OCaml Weekly News

Previous Week Up Next Week

Hello

Here is the latest OCaml Weekly News, for the week of January 19 to 26, 2021.

Table of Contents

How to get pleasant documentation for a library using Dune?

gasche announced

I'm working to publish a small library using Dune. The documentation automatically generated by dune build @doc looks fairly unpleasant to me, as I don't see an easy way to explain what the library is about. I'm creating this topic in case I am missing something simple, and to get other people to share their library-documentation practices or examples.

Problem description

For the sake of the example let's imagine that the library is called Foo and contains three modules A, B and C. I'm using the standard dune approach of wrapped modules, so I get three compilation units Foo.A, Foo.B, Foo.C. Each module has a .mli file with documentation comments.

When I run dune build @doc, dune generates an index.html file with basically no content, pointing to a foo/index.html file with basically no content, pointing to a foo/Foo/index.html looking like this:

Up – foo » Foo

Module Foo

module A : sig ... end

module B : sig ... end

module C : sig ... end

It's easy to skip the first two pages, and use the third page as a landing page for the documentation of my library. However, this landing page is not very pleasant:

  1. It should explain what the library is about.
  2. It should briefly describe what each module does, so that users know which module they want to look at first.

(Point 2 is especially important with "wrapped libraries", where it's not necessarily obvious which of the several modules is the main entry point with the important functions to look at first. In comparison, in a design where the "entry point" is in the Foo module, with Foo.A and Foo.B as more advanced submodules (or Foo_A and Foo_B in the old days) the user is guided to look at Foo first.)

My problem is: what should I change in my Dune setup to be able to do this?
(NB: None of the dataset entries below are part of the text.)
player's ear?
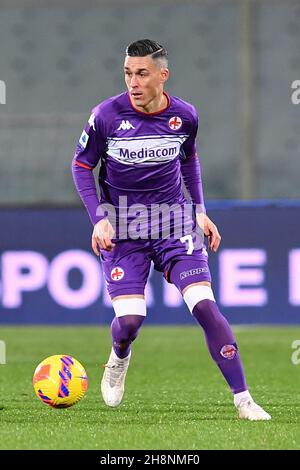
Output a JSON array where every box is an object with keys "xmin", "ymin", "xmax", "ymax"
[{"xmin": 160, "ymin": 68, "xmax": 169, "ymax": 84}]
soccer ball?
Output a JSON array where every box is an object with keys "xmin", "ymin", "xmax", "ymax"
[{"xmin": 33, "ymin": 354, "xmax": 88, "ymax": 408}]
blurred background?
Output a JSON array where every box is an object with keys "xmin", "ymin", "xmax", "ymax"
[{"xmin": 0, "ymin": 0, "xmax": 299, "ymax": 324}]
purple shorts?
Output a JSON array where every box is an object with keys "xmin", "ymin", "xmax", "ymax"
[{"xmin": 100, "ymin": 233, "xmax": 211, "ymax": 299}]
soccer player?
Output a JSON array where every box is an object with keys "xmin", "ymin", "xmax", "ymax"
[{"xmin": 72, "ymin": 39, "xmax": 271, "ymax": 421}]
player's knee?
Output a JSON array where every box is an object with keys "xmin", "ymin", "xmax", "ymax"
[
  {"xmin": 117, "ymin": 314, "xmax": 145, "ymax": 341},
  {"xmin": 183, "ymin": 284, "xmax": 216, "ymax": 314},
  {"xmin": 193, "ymin": 298, "xmax": 225, "ymax": 329}
]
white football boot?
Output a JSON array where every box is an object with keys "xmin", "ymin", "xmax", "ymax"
[
  {"xmin": 235, "ymin": 392, "xmax": 271, "ymax": 421},
  {"xmin": 101, "ymin": 348, "xmax": 131, "ymax": 407}
]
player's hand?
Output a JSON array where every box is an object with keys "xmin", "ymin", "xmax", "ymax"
[
  {"xmin": 92, "ymin": 219, "xmax": 115, "ymax": 255},
  {"xmin": 196, "ymin": 213, "xmax": 221, "ymax": 252}
]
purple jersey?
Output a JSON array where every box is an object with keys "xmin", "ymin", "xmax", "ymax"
[{"xmin": 72, "ymin": 92, "xmax": 205, "ymax": 226}]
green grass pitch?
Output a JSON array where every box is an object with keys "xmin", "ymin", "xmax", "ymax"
[{"xmin": 0, "ymin": 325, "xmax": 300, "ymax": 450}]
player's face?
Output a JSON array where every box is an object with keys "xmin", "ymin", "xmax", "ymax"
[{"xmin": 124, "ymin": 55, "xmax": 169, "ymax": 111}]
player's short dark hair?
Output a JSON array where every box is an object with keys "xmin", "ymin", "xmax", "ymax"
[{"xmin": 125, "ymin": 39, "xmax": 168, "ymax": 66}]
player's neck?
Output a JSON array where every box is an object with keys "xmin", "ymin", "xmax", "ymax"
[{"xmin": 131, "ymin": 92, "xmax": 168, "ymax": 114}]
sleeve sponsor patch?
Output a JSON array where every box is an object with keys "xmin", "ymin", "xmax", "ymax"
[{"xmin": 79, "ymin": 130, "xmax": 89, "ymax": 149}]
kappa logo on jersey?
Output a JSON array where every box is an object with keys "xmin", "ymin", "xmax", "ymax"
[
  {"xmin": 79, "ymin": 130, "xmax": 89, "ymax": 149},
  {"xmin": 117, "ymin": 120, "xmax": 135, "ymax": 131},
  {"xmin": 169, "ymin": 116, "xmax": 182, "ymax": 130},
  {"xmin": 88, "ymin": 113, "xmax": 96, "ymax": 131},
  {"xmin": 111, "ymin": 267, "xmax": 125, "ymax": 281}
]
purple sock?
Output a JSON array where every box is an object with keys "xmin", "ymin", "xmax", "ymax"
[
  {"xmin": 192, "ymin": 299, "xmax": 248, "ymax": 394},
  {"xmin": 111, "ymin": 314, "xmax": 145, "ymax": 359}
]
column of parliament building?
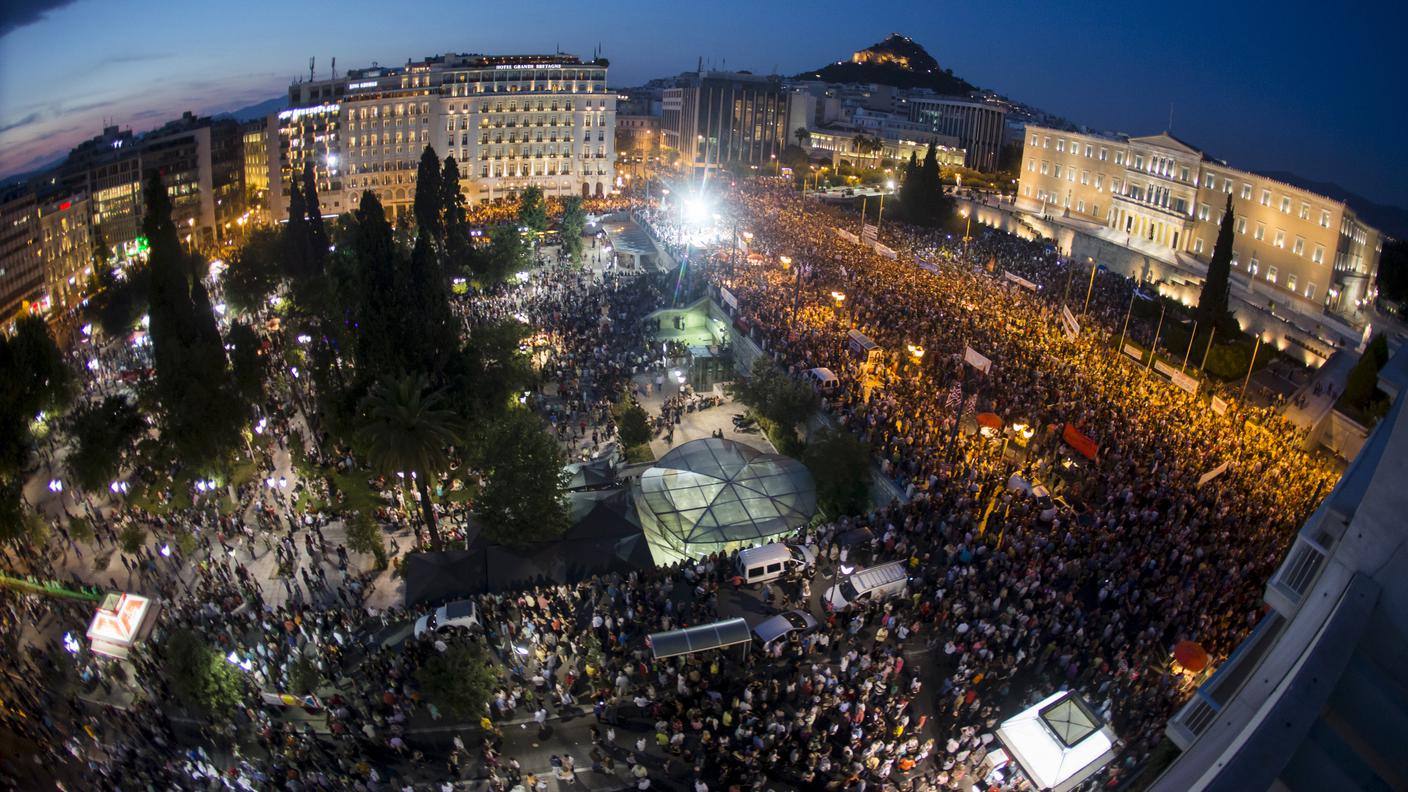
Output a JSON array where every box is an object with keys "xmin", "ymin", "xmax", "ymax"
[
  {"xmin": 1015, "ymin": 126, "xmax": 1383, "ymax": 322},
  {"xmin": 276, "ymin": 53, "xmax": 616, "ymax": 223}
]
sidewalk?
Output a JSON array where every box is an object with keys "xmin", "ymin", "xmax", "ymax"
[{"xmin": 1281, "ymin": 349, "xmax": 1356, "ymax": 432}]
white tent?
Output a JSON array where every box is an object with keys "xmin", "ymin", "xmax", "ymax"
[{"xmin": 995, "ymin": 690, "xmax": 1117, "ymax": 792}]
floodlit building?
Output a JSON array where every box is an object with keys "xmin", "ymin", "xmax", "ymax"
[
  {"xmin": 276, "ymin": 52, "xmax": 617, "ymax": 221},
  {"xmin": 662, "ymin": 72, "xmax": 788, "ymax": 176},
  {"xmin": 1149, "ymin": 349, "xmax": 1408, "ymax": 791},
  {"xmin": 36, "ymin": 193, "xmax": 93, "ymax": 317},
  {"xmin": 0, "ymin": 187, "xmax": 42, "ymax": 323},
  {"xmin": 1016, "ymin": 125, "xmax": 1384, "ymax": 322},
  {"xmin": 905, "ymin": 96, "xmax": 1007, "ymax": 171},
  {"xmin": 632, "ymin": 437, "xmax": 816, "ymax": 565}
]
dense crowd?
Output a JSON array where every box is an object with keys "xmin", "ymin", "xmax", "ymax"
[{"xmin": 0, "ymin": 182, "xmax": 1344, "ymax": 792}]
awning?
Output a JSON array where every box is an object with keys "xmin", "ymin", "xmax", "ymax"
[{"xmin": 647, "ymin": 618, "xmax": 752, "ymax": 659}]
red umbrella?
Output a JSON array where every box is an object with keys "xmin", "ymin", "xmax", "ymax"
[
  {"xmin": 1173, "ymin": 640, "xmax": 1210, "ymax": 673},
  {"xmin": 975, "ymin": 412, "xmax": 1002, "ymax": 431}
]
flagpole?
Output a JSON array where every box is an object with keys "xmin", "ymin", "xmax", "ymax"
[
  {"xmin": 859, "ymin": 195, "xmax": 867, "ymax": 238},
  {"xmin": 1117, "ymin": 289, "xmax": 1135, "ymax": 356},
  {"xmin": 1148, "ymin": 303, "xmax": 1166, "ymax": 372},
  {"xmin": 1199, "ymin": 325, "xmax": 1217, "ymax": 372},
  {"xmin": 1182, "ymin": 320, "xmax": 1198, "ymax": 371},
  {"xmin": 1240, "ymin": 335, "xmax": 1262, "ymax": 399}
]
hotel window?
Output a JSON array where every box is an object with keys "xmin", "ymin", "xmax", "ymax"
[
  {"xmin": 1254, "ymin": 223, "xmax": 1264, "ymax": 240},
  {"xmin": 1194, "ymin": 238, "xmax": 1204, "ymax": 254},
  {"xmin": 1320, "ymin": 209, "xmax": 1330, "ymax": 228},
  {"xmin": 1237, "ymin": 217, "xmax": 1247, "ymax": 235},
  {"xmin": 1274, "ymin": 229, "xmax": 1285, "ymax": 248},
  {"xmin": 1266, "ymin": 266, "xmax": 1276, "ymax": 282},
  {"xmin": 1293, "ymin": 237, "xmax": 1305, "ymax": 255},
  {"xmin": 1094, "ymin": 174, "xmax": 1104, "ymax": 190},
  {"xmin": 1305, "ymin": 283, "xmax": 1316, "ymax": 300},
  {"xmin": 1287, "ymin": 273, "xmax": 1297, "ymax": 291},
  {"xmin": 1312, "ymin": 245, "xmax": 1324, "ymax": 264},
  {"xmin": 1242, "ymin": 183, "xmax": 1252, "ymax": 199},
  {"xmin": 1280, "ymin": 196, "xmax": 1291, "ymax": 213},
  {"xmin": 1099, "ymin": 147, "xmax": 1107, "ymax": 161},
  {"xmin": 1300, "ymin": 203, "xmax": 1310, "ymax": 220}
]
I have read the dune documentation on documentation, but I could not find an answer to this question.

Rough ideas

Roughly I see two ways to get what I want, that I have not tried yet:

  1. I could write my own landing page for the library as a separate doc.mld file, use the (documentation) stanza to get it included in the built documentation, and use this as the entry point into my library.
  2. In could write my own foo.ml module instead of using Dune's default wrapped-module scaffolding, inserting my own module A = Foo__A aliases, with documentation comments in the standard style. Then I suppose that foo/Foo/index.html would get this content in the way I expect.

They feel a bit complex to me, and (2) involves the tedious work of redoing the wrapping logic myself. I guess that (1) is not so bad, and I would be inclined to do this if it was documented somewhere as the recommended approach.

(Maybe there is some odoc option that would help solve this problem?)

Examples from other people?

Do you have a library built using dune with nice documentation? If so, can you show the documentation and the corresponding sources (in particular dune setup)?

Thibaut Mattio replied

I think the documentation of Streaming is a great example of the option 1 you describe.

The corresponding Dune setup can be found here

That's also the approach we took for Opium's documentation, although the index page is certainly not as impressive as Streaming's.

gasche then said

Thanks! It looks like these systems rely on an undocumented feature of the (documentation) stanza (or odoc), which is that a user-provided index.mld file will implicitly replace the automatically-generated index.mld file, giving a reasonably natural result.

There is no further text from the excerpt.